Police aim at speeders
Fri, Mar 17, 2006
By MARCUS E. HOWARD
The Brunswick News
Lasers are making a difference on Brunswick and Glynn County road.
Both city and county police say their Light Detection and Ranging speed detectors that use a laser beam to fix a radar speed reading on a specific vehicle have helped to slow down speeders.
"A lot of people are complaining because there's nothing they can do about it and they get mad when they're caught," said Cpl. Richie Douberly of the Brunswick Police Department.
Brunswick Police Officer Bill Maher said that before the city purchased its two speed detectors, known as LIDAR for short, it was not uncommon to see drivers zooming 70 mph to 80 mph across the F.J. Torras Causeway. The speed limit on the city side of the causeway is 50 mph.
Now, police have found, drivers are sticking closer to the speed limit.
Douberly and Maher are among a handful of officers in the traffic division of the city police department who work with LIDAR frequently. While one officer uses the LIDAR unit in his vehicle, other officers stop motorists snared by the laser device.
The officers say it is not unusual for police to ticket 17 motorists for speeding in a period of 30 minutes in areas where LIDAR is being used.
Police also say that the high-tech unit are increasing police visibility, because more motorists are seeing officers handing out speeding citations.

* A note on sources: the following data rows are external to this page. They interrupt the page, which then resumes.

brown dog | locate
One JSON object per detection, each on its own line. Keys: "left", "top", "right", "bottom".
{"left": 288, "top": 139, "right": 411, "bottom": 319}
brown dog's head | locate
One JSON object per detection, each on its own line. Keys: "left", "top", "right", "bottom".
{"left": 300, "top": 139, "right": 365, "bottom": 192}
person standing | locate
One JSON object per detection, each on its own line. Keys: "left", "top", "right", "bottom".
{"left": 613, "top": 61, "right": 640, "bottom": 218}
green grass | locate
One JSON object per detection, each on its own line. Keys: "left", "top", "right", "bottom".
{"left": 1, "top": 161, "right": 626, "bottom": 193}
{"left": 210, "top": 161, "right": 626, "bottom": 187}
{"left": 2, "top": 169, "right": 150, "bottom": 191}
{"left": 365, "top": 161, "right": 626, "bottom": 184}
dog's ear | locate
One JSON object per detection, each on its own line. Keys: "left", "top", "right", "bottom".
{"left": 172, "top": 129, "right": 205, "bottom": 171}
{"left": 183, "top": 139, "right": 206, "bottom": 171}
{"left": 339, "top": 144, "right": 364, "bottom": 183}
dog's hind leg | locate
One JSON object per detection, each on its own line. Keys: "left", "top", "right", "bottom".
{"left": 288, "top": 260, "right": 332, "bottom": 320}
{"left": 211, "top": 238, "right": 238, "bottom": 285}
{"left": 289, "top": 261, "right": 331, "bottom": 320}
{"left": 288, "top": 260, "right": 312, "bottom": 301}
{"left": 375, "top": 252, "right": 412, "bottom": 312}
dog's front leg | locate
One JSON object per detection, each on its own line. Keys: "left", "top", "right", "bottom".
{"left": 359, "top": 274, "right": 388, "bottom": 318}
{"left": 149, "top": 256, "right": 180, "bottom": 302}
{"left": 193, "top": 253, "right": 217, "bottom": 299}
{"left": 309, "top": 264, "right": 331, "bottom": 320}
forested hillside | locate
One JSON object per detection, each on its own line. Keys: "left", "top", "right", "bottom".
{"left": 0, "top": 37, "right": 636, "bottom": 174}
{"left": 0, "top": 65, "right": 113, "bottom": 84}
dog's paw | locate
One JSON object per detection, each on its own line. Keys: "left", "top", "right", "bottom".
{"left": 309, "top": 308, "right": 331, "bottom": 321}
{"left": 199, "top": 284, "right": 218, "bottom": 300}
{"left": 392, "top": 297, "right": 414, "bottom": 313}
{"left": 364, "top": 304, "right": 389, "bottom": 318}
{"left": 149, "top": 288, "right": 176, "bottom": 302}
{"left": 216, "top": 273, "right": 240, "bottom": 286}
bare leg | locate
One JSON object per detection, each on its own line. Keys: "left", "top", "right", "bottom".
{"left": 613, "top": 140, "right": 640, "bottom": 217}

"With the LIDAR, we could start effectively using it and stop the speeders in high traffic areas like Gloucester Street, the causeway, Glynn Avenue, Newcastle Street, where there is a lot of traffic and there are multiple lanes," said Douberly.
Douberly said the hours before school begins and after it closes are when most LIDAR-related stops are made.
"Since we've been using them, it's getting harder to catch people speeding, which means (motorists are) paying attention and they're trying not to speed as much," he said.
"They're getting used to us being there, so they slow down, which is our objective, because that is what is going to make the streets safer and keep people from having accidents."
City police have issued 457 speeding citations between the time they began using LIDAR, Sept. 1, 2005, and Feb. 1.
The Glynn County Police Department is experiencing success similar to the city's with the use of LIDAR, having issued a total of 586 speeding citations in January and February.
"It has been really successful because of the range and the ability to target specific vehicles," Glynn County Police Capt. Jack Boyet said of the county's use of two LIDAR units.
Boyet said he would not be surprised if the county police department purchases more LIDAR units, given its extensive use of them on Georgia 520, U.S. 341, U.S. 17 and the county portion of the F.J. Torras Causeway.